El juicio por la muerte a tiros de un vecino de Atarfe, ocurrida en enero de 2024, ha arrancado este lunes en la Audiencia Provincial de Granada con la constitución del jurado popular y las primeras declaraciones de testigos. El acusado declarará previsiblemente en las próximas sesiones.
La Fiscalía sostiene que el procesado asesinó a la víctima de varios disparos mientras se encontraba dentro de una furgoneta junto a su hija de tres años, que presenció la escena desde el asiento trasero. Por estos hechos solicita una condena total de 31 años y medio de prisión por asesinato, tenencia ilícita de armas y lesiones psíquicas causadas a las menores.
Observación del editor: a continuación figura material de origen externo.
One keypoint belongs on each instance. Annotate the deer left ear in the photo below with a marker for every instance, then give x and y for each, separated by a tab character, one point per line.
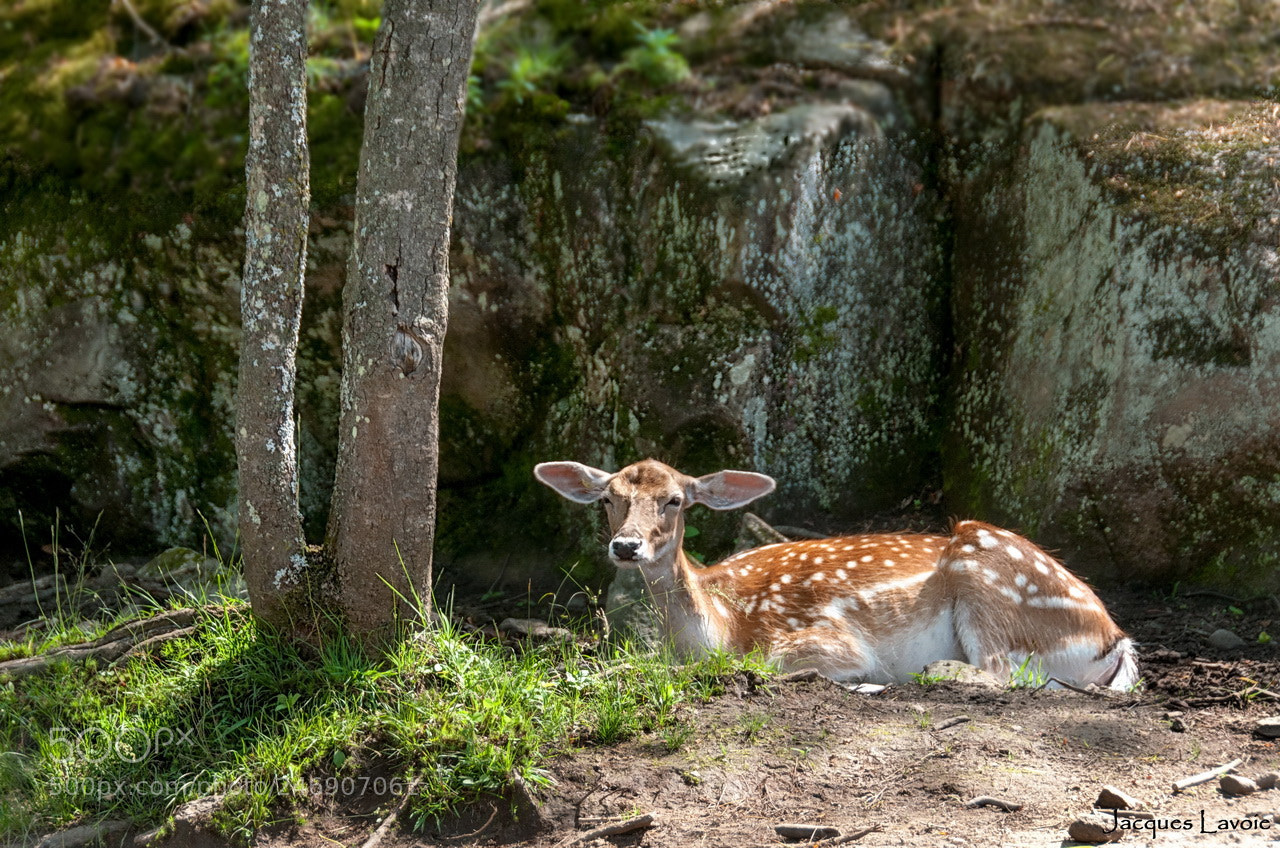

Frente a esta versión, la defensa mantiene que el acusado actuó movido por el miedo en medio de un grave conflicto entre ambas familias. Según su relato, el procesado se encontraba junto al vehículo sin saber que había alguien en el interior cuando la víctima supuestamente sacó un arma y le apuntó desde dentro de la furgoneta. Fue entonces, aseguran sus abogados, cuando reaccionó disparando al temer por su vida.
La defensa recuerda además que existían antecedentes violentos entre ambos clanes y señala que el fallecido tenía vigente una orden de alejamiento respecto al acusado por un presunto intento de homicidio y tenencia ilícita de armas. También sostiene que familiares de la víctima habían acudido el día anterior a la vivienda del procesado causando daños.
Tras el tiroteo, el acusado huyó hasta su domicilio y posteriormente se entregó voluntariamente en el cuartel de la Guardia Civil de Atarfe, donde entregó el arma y reconoció lo sucedido.
Los abogados defensores rechazan que los hechos puedan considerarse asesinato y solicitan que sean calificados como homicidio, reclamando una pena sensiblemente inferior. Además, alegan atenuantes por drogadicción, confesión y miedo insuperable.